But you are fine with the same boy choosing to refuse blood a few weeks later when he turns eighteen? Some psychiatric patients may be unable to express a coherent wish, in which case something must be done. That's not the case with this boy, the state simply disagreed with his view.
Oh, I can assure you that these patients violently and loudly express their treatment rejections! They are not drooling idiots. Additionally, the treatment to which I am referring includes four-point restraints on hospital gurneys and electro-shock therapy.
And now I'm a little confused. You have repeatedly said that age (arbitrary lines in the sand) is not your issue, but the power of the state. But now you raise his close proximity to eighteen as an issue.
Nevertheless, I don't care how close he is to eighteen. As my oncologist friend posted, this particular cancer is highly treatable. Likely, the forced blood transfusions he has already had while the appeal is pending (and until his upcoming eighteenth birthday) were (will be) enough to allow him to have the more aggressive cancer treatments. If so, then they have already saved his life.
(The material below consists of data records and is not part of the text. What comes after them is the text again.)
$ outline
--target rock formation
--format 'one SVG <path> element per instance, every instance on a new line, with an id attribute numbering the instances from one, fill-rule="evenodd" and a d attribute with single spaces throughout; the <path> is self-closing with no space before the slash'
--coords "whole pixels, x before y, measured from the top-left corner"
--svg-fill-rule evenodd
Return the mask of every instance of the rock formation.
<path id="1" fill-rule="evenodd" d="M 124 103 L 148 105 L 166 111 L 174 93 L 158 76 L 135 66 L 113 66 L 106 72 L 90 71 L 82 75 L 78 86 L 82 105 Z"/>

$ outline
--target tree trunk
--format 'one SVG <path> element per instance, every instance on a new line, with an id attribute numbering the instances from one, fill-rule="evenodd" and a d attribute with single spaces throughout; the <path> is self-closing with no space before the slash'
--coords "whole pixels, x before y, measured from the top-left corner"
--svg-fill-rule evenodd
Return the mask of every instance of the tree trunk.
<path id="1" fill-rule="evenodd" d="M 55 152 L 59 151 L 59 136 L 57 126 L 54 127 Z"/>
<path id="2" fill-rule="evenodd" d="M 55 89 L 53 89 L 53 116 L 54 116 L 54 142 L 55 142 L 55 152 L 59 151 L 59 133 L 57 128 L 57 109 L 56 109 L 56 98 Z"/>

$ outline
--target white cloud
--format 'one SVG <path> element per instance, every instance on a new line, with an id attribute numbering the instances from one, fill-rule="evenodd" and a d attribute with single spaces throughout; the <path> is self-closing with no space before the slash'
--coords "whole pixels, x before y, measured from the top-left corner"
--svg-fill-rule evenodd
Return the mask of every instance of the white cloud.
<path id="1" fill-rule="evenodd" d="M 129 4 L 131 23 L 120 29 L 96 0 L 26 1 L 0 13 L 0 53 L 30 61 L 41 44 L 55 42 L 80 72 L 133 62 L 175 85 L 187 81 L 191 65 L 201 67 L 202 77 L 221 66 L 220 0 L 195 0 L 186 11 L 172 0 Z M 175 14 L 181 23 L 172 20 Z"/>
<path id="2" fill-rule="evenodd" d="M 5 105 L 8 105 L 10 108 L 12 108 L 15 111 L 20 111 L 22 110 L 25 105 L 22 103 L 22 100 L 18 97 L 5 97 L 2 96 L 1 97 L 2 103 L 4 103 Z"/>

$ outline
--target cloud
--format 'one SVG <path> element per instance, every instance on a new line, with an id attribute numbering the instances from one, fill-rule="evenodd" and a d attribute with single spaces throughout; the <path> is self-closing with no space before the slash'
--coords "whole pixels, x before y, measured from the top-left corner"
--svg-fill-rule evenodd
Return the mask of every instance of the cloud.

However, if he had a disease that had little chance of survival (unlike here), and that would require numerous blood transfusions well past his birthday (unlike here), then I would be less likely to agree with a court order.
Why should the state have such power to decide whose views in respect of their own body are valid or not.
Here, age makes a dramatic difference. If the person is a minor, the state, under doctrine of parens patriae, is required to step in. If a minor's parents are making bad decisions for them, whether that be too agressive discipline, leaving them home unattended to too young of an age, or making life-threatening medical decisions, the state is required to step into the shoes of the parents, and to make those decisions.
As I wrote earlier, I do not agree that adult JWs are coerced in the necessary extent to overide their treatment objections, and the state should not step in.
Of course. Why should the state have the power to decide whether we live or die?
There are easily hundreds, if not thousands, of people around the world, saved from suicide but now living productive lives, who are happy your view is the extreme outlier in the world.